Racism is still endemic in this country, she said. 

“Nowhere is that more evident than our relationships between police and community,” Preckwinkle said. “I’ve always said that Black and Brown people in this country can be murdered by the police with impunity.”  

Preckwinkle kicked off both Racial Equity Week and Census Action Week at the Complete Count Census Commission of Cook County meeting. The census response rate is 70% in Illinois, about 65.9% in Cook County and 59% in Chicago, though in some neighborhoods the rate is as low as 30%

“Participation in the census is your civic duty. We’ve been having a census in this country since 1790,” Preckwinkle said. “When people are not counted, their communities lose out on federal resources.”

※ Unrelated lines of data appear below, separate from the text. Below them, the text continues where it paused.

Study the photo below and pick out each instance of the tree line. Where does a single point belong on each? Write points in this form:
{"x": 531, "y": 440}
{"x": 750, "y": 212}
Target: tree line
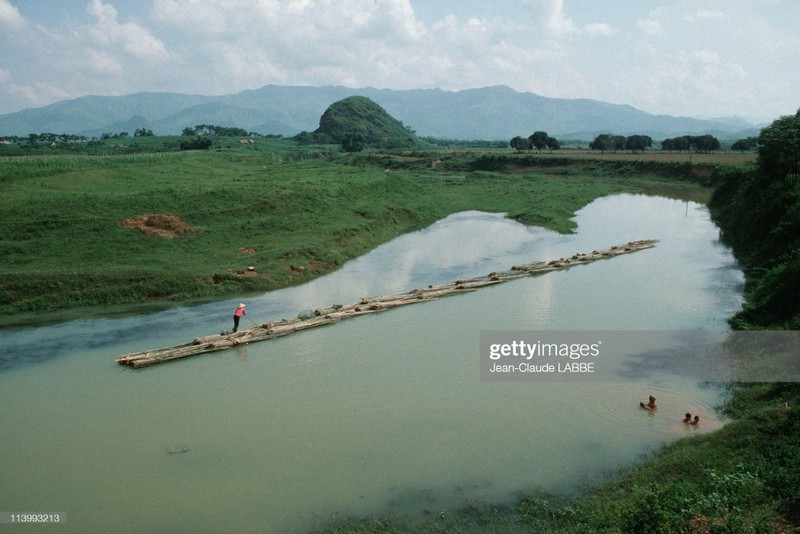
{"x": 538, "y": 140}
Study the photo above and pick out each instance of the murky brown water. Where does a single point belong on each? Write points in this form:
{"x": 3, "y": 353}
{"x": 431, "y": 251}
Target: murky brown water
{"x": 383, "y": 411}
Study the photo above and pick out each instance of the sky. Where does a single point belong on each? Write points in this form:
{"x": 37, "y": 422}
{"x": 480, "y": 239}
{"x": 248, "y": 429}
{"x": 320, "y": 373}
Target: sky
{"x": 704, "y": 59}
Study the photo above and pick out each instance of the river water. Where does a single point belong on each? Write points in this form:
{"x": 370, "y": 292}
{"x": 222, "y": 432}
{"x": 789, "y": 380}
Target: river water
{"x": 381, "y": 412}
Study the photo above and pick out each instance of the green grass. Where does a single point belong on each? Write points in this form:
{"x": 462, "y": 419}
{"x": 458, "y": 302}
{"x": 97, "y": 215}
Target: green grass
{"x": 743, "y": 478}
{"x": 291, "y": 212}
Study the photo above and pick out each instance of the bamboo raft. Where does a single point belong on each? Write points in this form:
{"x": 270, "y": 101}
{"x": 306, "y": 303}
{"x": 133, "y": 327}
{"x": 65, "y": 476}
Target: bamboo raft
{"x": 324, "y": 316}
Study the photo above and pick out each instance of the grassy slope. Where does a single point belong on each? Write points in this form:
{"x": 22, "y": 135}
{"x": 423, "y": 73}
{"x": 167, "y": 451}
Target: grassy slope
{"x": 62, "y": 246}
{"x": 289, "y": 212}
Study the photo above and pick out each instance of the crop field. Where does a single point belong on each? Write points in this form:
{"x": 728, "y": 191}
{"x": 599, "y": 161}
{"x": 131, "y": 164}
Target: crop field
{"x": 142, "y": 224}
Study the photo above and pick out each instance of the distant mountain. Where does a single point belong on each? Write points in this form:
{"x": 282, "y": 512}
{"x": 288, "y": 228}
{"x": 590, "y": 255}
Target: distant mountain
{"x": 487, "y": 113}
{"x": 360, "y": 115}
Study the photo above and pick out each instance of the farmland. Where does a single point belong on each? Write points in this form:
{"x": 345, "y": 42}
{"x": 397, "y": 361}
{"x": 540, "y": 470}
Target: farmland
{"x": 259, "y": 217}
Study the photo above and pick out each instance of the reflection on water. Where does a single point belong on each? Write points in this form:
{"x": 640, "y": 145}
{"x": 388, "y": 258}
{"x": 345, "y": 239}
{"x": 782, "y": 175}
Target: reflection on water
{"x": 386, "y": 410}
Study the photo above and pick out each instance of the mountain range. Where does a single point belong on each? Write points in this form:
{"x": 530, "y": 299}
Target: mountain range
{"x": 486, "y": 113}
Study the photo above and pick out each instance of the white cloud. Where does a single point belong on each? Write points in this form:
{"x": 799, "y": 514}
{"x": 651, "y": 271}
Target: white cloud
{"x": 10, "y": 17}
{"x": 650, "y": 26}
{"x": 599, "y": 29}
{"x": 104, "y": 63}
{"x": 703, "y": 15}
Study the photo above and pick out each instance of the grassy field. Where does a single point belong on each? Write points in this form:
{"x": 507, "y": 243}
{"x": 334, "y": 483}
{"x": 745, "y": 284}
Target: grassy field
{"x": 296, "y": 212}
{"x": 288, "y": 212}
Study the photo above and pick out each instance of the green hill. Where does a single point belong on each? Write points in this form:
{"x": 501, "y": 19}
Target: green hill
{"x": 360, "y": 115}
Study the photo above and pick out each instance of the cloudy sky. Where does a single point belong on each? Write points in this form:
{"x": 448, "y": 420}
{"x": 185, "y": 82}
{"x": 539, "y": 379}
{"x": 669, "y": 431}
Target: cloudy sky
{"x": 705, "y": 59}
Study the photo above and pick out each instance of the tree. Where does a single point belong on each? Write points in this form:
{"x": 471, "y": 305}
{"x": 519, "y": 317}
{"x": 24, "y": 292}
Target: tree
{"x": 638, "y": 143}
{"x": 745, "y": 144}
{"x": 779, "y": 148}
{"x": 520, "y": 143}
{"x": 539, "y": 139}
{"x": 704, "y": 143}
{"x": 608, "y": 142}
{"x": 201, "y": 143}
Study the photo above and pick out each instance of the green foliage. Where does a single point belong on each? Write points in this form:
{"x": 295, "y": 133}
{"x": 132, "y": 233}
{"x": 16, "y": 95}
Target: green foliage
{"x": 201, "y": 143}
{"x": 779, "y": 149}
{"x": 759, "y": 212}
{"x": 696, "y": 143}
{"x": 520, "y": 143}
{"x": 358, "y": 115}
{"x": 294, "y": 206}
{"x": 353, "y": 142}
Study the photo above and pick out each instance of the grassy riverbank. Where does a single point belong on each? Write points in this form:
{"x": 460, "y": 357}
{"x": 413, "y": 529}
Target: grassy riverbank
{"x": 289, "y": 212}
{"x": 744, "y": 478}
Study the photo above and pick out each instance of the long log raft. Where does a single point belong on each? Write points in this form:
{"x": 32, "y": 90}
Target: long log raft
{"x": 323, "y": 316}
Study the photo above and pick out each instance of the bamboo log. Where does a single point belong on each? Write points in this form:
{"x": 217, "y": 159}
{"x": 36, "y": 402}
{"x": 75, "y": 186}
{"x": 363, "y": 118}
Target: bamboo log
{"x": 325, "y": 316}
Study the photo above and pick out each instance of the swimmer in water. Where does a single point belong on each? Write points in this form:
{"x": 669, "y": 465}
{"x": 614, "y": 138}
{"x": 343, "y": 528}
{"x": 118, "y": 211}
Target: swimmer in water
{"x": 650, "y": 405}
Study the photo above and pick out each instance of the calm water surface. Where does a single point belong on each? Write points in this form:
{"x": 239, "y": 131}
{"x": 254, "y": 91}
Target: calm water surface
{"x": 385, "y": 411}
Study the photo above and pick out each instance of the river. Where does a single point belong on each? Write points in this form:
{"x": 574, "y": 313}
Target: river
{"x": 381, "y": 412}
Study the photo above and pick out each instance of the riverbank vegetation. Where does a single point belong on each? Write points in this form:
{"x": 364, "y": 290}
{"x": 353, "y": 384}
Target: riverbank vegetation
{"x": 744, "y": 478}
{"x": 81, "y": 234}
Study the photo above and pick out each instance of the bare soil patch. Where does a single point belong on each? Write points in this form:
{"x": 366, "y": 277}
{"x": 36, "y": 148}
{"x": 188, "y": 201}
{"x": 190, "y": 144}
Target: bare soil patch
{"x": 159, "y": 225}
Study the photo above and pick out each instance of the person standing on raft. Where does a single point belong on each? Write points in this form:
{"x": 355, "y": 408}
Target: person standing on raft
{"x": 238, "y": 315}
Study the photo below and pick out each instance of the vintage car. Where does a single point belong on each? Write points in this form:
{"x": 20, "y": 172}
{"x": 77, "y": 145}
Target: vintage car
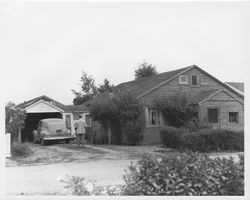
{"x": 52, "y": 129}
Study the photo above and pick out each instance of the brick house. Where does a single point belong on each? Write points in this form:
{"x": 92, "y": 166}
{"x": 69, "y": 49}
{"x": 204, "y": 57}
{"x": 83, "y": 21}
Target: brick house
{"x": 220, "y": 104}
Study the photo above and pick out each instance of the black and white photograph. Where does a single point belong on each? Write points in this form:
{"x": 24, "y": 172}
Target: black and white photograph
{"x": 126, "y": 98}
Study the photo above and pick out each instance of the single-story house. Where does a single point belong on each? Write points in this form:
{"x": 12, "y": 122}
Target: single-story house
{"x": 219, "y": 104}
{"x": 44, "y": 107}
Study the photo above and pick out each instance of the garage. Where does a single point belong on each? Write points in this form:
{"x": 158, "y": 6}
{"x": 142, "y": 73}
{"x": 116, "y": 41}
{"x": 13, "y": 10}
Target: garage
{"x": 31, "y": 123}
{"x": 39, "y": 108}
{"x": 44, "y": 107}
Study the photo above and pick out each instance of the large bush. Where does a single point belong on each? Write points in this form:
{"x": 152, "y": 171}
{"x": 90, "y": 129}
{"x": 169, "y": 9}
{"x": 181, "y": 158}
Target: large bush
{"x": 14, "y": 120}
{"x": 185, "y": 174}
{"x": 20, "y": 149}
{"x": 121, "y": 113}
{"x": 204, "y": 140}
{"x": 171, "y": 137}
{"x": 131, "y": 116}
{"x": 213, "y": 140}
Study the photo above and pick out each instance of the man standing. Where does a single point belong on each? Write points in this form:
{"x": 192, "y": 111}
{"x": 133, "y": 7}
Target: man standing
{"x": 80, "y": 131}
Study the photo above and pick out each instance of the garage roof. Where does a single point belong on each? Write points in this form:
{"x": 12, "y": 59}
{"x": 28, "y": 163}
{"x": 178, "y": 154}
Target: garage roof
{"x": 65, "y": 108}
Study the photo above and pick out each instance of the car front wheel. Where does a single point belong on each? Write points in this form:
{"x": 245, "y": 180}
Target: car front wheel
{"x": 42, "y": 142}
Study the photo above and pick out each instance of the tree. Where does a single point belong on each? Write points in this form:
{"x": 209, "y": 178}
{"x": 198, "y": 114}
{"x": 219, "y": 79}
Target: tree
{"x": 89, "y": 89}
{"x": 14, "y": 120}
{"x": 145, "y": 70}
{"x": 131, "y": 116}
{"x": 105, "y": 86}
{"x": 124, "y": 111}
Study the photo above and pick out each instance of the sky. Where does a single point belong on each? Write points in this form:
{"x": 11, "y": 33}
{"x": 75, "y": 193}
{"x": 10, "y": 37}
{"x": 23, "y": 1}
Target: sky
{"x": 45, "y": 46}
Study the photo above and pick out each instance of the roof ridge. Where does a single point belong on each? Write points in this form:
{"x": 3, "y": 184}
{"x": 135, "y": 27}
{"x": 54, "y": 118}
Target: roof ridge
{"x": 153, "y": 76}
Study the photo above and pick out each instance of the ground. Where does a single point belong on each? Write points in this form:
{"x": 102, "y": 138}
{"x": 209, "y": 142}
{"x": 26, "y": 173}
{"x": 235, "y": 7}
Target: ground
{"x": 40, "y": 173}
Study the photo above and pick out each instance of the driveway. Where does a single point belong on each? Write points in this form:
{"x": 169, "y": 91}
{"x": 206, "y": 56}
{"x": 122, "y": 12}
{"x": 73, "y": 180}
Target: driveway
{"x": 39, "y": 173}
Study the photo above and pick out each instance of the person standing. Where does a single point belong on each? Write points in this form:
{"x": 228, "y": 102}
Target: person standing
{"x": 80, "y": 131}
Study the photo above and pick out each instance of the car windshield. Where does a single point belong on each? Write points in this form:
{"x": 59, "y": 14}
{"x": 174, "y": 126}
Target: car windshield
{"x": 55, "y": 125}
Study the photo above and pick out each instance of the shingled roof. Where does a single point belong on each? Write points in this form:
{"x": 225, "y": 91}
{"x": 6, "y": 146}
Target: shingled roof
{"x": 140, "y": 86}
{"x": 66, "y": 108}
{"x": 202, "y": 96}
{"x": 237, "y": 85}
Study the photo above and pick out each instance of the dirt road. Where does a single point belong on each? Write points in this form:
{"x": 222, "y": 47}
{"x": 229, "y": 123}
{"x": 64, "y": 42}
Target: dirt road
{"x": 38, "y": 174}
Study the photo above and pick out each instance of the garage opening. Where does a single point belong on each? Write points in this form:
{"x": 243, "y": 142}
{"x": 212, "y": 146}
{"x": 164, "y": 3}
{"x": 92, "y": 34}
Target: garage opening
{"x": 31, "y": 123}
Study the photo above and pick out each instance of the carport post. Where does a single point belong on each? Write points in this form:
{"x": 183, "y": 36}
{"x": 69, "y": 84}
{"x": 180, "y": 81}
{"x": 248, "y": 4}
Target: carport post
{"x": 19, "y": 134}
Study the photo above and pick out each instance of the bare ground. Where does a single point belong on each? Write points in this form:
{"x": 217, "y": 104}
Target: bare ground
{"x": 38, "y": 173}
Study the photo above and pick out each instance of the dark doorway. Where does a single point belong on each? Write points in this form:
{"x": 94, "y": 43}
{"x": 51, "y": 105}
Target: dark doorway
{"x": 31, "y": 123}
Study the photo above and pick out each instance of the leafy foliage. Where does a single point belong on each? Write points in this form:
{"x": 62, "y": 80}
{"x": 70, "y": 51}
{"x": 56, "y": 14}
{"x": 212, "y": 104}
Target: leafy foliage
{"x": 213, "y": 140}
{"x": 74, "y": 185}
{"x": 204, "y": 140}
{"x": 176, "y": 109}
{"x": 131, "y": 118}
{"x": 20, "y": 149}
{"x": 145, "y": 70}
{"x": 122, "y": 111}
{"x": 89, "y": 89}
{"x": 105, "y": 86}
{"x": 172, "y": 137}
{"x": 14, "y": 119}
{"x": 184, "y": 174}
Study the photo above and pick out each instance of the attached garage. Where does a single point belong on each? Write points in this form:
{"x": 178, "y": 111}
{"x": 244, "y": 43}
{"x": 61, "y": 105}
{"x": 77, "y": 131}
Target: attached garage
{"x": 44, "y": 107}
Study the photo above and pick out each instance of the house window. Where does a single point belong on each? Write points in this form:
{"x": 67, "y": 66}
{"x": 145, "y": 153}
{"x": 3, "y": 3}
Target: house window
{"x": 213, "y": 115}
{"x": 233, "y": 117}
{"x": 87, "y": 120}
{"x": 154, "y": 117}
{"x": 194, "y": 80}
{"x": 68, "y": 121}
{"x": 204, "y": 81}
{"x": 183, "y": 79}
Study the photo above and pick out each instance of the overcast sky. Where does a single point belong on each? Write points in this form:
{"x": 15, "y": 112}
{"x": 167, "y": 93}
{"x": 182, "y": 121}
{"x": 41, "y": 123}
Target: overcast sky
{"x": 44, "y": 46}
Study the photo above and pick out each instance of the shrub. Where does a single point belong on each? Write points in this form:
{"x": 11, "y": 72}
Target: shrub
{"x": 184, "y": 174}
{"x": 171, "y": 137}
{"x": 213, "y": 140}
{"x": 14, "y": 120}
{"x": 75, "y": 185}
{"x": 20, "y": 149}
{"x": 195, "y": 125}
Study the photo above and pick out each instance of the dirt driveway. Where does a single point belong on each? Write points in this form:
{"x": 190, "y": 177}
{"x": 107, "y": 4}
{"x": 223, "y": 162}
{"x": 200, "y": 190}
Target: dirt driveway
{"x": 38, "y": 174}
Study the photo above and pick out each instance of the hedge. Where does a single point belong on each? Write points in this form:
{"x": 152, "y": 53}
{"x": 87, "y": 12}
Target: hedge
{"x": 204, "y": 140}
{"x": 185, "y": 174}
{"x": 171, "y": 137}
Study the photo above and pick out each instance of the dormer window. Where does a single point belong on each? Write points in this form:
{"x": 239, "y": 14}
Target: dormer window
{"x": 183, "y": 79}
{"x": 194, "y": 80}
{"x": 204, "y": 81}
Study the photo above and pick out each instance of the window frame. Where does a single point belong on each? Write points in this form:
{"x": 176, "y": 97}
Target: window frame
{"x": 196, "y": 80}
{"x": 237, "y": 118}
{"x": 202, "y": 81}
{"x": 183, "y": 76}
{"x": 90, "y": 120}
{"x": 157, "y": 117}
{"x": 218, "y": 114}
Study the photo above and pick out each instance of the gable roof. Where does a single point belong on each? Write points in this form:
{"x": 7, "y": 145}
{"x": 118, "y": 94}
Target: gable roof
{"x": 141, "y": 86}
{"x": 44, "y": 98}
{"x": 236, "y": 85}
{"x": 203, "y": 95}
{"x": 65, "y": 108}
{"x": 206, "y": 95}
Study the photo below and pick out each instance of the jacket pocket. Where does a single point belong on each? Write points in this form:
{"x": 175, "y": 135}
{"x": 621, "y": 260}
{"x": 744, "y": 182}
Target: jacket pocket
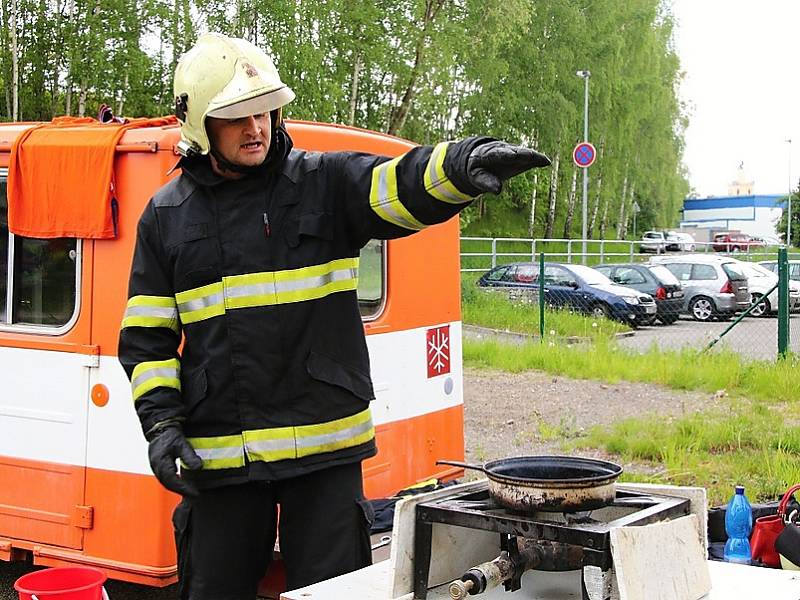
{"x": 326, "y": 369}
{"x": 198, "y": 277}
{"x": 314, "y": 225}
{"x": 194, "y": 386}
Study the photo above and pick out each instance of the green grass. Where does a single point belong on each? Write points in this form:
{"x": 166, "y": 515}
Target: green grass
{"x": 679, "y": 369}
{"x": 749, "y": 445}
{"x": 755, "y": 441}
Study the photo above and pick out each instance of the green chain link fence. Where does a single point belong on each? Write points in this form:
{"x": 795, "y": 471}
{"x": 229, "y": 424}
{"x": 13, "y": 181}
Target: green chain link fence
{"x": 746, "y": 302}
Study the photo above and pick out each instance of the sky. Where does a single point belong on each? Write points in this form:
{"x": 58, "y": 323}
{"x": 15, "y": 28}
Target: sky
{"x": 741, "y": 86}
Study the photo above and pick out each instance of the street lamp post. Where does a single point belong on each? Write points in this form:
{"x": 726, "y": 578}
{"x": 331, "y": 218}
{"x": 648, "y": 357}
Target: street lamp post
{"x": 584, "y": 231}
{"x": 789, "y": 205}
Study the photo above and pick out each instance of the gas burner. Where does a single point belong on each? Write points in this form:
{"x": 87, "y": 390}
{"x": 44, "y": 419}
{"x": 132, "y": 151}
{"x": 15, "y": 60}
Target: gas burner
{"x": 559, "y": 541}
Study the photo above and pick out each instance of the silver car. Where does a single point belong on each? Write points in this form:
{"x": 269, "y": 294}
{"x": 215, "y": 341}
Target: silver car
{"x": 714, "y": 287}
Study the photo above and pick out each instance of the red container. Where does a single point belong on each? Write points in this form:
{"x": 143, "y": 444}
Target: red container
{"x": 62, "y": 583}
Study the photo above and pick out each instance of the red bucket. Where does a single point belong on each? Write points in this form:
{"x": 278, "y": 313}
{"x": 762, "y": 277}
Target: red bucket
{"x": 62, "y": 583}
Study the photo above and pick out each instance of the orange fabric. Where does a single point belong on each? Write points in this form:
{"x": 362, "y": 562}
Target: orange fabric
{"x": 60, "y": 177}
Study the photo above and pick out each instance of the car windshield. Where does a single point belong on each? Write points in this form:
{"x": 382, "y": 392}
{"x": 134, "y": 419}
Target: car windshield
{"x": 664, "y": 275}
{"x": 589, "y": 275}
{"x": 756, "y": 271}
{"x": 734, "y": 272}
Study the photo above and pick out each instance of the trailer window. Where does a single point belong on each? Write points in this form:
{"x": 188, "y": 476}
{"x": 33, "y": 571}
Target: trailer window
{"x": 4, "y": 237}
{"x": 40, "y": 287}
{"x": 370, "y": 279}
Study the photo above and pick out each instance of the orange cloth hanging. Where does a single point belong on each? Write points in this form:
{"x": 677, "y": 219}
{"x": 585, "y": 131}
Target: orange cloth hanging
{"x": 60, "y": 177}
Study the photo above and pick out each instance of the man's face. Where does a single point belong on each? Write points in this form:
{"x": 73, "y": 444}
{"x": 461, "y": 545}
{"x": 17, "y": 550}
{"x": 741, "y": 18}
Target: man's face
{"x": 243, "y": 142}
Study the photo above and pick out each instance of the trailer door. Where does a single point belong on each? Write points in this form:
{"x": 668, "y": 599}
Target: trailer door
{"x": 44, "y": 379}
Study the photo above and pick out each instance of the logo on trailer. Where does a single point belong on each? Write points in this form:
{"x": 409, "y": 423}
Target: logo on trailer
{"x": 438, "y": 343}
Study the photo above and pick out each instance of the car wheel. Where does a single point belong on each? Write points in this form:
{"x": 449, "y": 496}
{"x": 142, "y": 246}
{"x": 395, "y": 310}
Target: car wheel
{"x": 702, "y": 308}
{"x": 600, "y": 311}
{"x": 763, "y": 308}
{"x": 668, "y": 319}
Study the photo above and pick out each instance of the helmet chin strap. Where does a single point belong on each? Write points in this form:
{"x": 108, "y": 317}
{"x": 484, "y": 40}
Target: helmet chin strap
{"x": 225, "y": 165}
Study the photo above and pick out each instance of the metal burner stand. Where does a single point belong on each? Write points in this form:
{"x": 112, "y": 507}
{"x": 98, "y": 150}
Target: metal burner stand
{"x": 475, "y": 510}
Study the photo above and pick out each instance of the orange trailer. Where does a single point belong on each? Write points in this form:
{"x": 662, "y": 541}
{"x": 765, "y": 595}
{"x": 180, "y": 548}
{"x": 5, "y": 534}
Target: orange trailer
{"x": 76, "y": 484}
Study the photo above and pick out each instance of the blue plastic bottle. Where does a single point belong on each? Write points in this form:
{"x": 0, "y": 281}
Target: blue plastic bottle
{"x": 738, "y": 525}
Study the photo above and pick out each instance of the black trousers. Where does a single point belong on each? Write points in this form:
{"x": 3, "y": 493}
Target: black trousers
{"x": 226, "y": 536}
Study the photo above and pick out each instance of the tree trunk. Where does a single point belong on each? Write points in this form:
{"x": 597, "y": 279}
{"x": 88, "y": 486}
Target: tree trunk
{"x": 357, "y": 66}
{"x": 551, "y": 209}
{"x": 399, "y": 114}
{"x": 604, "y": 220}
{"x": 627, "y": 215}
{"x": 532, "y": 219}
{"x": 82, "y": 98}
{"x": 571, "y": 204}
{"x": 121, "y": 102}
{"x": 621, "y": 217}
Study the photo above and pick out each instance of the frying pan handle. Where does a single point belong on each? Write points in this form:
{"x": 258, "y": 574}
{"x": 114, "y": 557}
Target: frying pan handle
{"x": 455, "y": 463}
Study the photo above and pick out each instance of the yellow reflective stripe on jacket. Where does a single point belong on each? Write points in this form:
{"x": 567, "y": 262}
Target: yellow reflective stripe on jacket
{"x": 283, "y": 443}
{"x": 267, "y": 289}
{"x": 342, "y": 433}
{"x": 221, "y": 452}
{"x": 158, "y": 373}
{"x": 269, "y": 445}
{"x": 151, "y": 311}
{"x": 384, "y": 199}
{"x": 436, "y": 182}
{"x": 201, "y": 303}
{"x": 294, "y": 285}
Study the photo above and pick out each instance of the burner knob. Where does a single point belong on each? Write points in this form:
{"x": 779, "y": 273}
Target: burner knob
{"x": 459, "y": 589}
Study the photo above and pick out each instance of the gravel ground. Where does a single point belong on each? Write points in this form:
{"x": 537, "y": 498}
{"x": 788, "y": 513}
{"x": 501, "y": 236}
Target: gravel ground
{"x": 532, "y": 412}
{"x": 506, "y": 415}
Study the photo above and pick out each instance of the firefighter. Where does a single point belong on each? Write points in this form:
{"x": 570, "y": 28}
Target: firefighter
{"x": 250, "y": 257}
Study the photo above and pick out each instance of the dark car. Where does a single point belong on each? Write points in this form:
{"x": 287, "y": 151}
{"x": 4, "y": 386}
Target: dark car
{"x": 655, "y": 280}
{"x": 576, "y": 287}
{"x": 735, "y": 242}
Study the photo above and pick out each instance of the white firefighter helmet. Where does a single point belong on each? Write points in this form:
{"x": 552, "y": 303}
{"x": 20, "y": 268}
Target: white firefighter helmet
{"x": 227, "y": 78}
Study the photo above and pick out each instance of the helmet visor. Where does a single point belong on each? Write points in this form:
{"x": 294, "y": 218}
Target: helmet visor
{"x": 257, "y": 105}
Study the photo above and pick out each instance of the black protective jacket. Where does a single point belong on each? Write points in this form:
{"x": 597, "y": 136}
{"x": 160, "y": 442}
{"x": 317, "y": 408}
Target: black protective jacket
{"x": 258, "y": 276}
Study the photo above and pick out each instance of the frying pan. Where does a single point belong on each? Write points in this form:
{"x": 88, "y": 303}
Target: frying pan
{"x": 549, "y": 483}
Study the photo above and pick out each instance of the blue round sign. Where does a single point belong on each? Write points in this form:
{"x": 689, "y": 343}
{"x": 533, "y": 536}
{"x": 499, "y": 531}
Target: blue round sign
{"x": 584, "y": 154}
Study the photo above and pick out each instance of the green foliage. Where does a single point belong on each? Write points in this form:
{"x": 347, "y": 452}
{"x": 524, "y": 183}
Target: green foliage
{"x": 424, "y": 69}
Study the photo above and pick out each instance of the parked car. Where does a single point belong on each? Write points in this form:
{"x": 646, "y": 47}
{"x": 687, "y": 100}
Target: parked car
{"x": 714, "y": 287}
{"x": 576, "y": 287}
{"x": 761, "y": 280}
{"x": 679, "y": 241}
{"x": 735, "y": 242}
{"x": 655, "y": 280}
{"x": 794, "y": 268}
{"x": 653, "y": 241}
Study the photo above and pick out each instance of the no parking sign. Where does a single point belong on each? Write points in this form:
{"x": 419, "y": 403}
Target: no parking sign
{"x": 584, "y": 154}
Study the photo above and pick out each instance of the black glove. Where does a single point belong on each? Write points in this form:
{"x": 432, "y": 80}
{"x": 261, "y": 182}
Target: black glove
{"x": 166, "y": 445}
{"x": 490, "y": 164}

Meanwhile, the Cook County Democratic Party voted not to endorse Cook County Judge Michael Toomin on Monday. Toomin is the special prosecutor who investigated the handling of the Jussie Smollett case by the office of State’s Attorney Kim Foxx. While the committee cited Toomin’s record in overseeing the juvenile justice division — and not the high-profile Smollett case — some say it appears to be retaliation. 

“I am deeply concerned, and I expressed my concern to a number of people that were going to participate in the vote today, that the optics of this are terrible,” Mayor Lori Lightfoot said Monday. “It looks like retaliation. This is not something that we should have, not in this time and I’m deeply concerned about it.”

However, Preckwinkle said the vote was a result of a negative bar rating and a comprehensive investigation.

“This is about judicial accountability, it’s not about optics,” Preckwinkle said. “In the case of Judge Toomin, lawyers, advocates were consulted and the advocacy community in particular was virtually unanimous in its opinion that he was the wrong person to be leading our juvenile justice system.”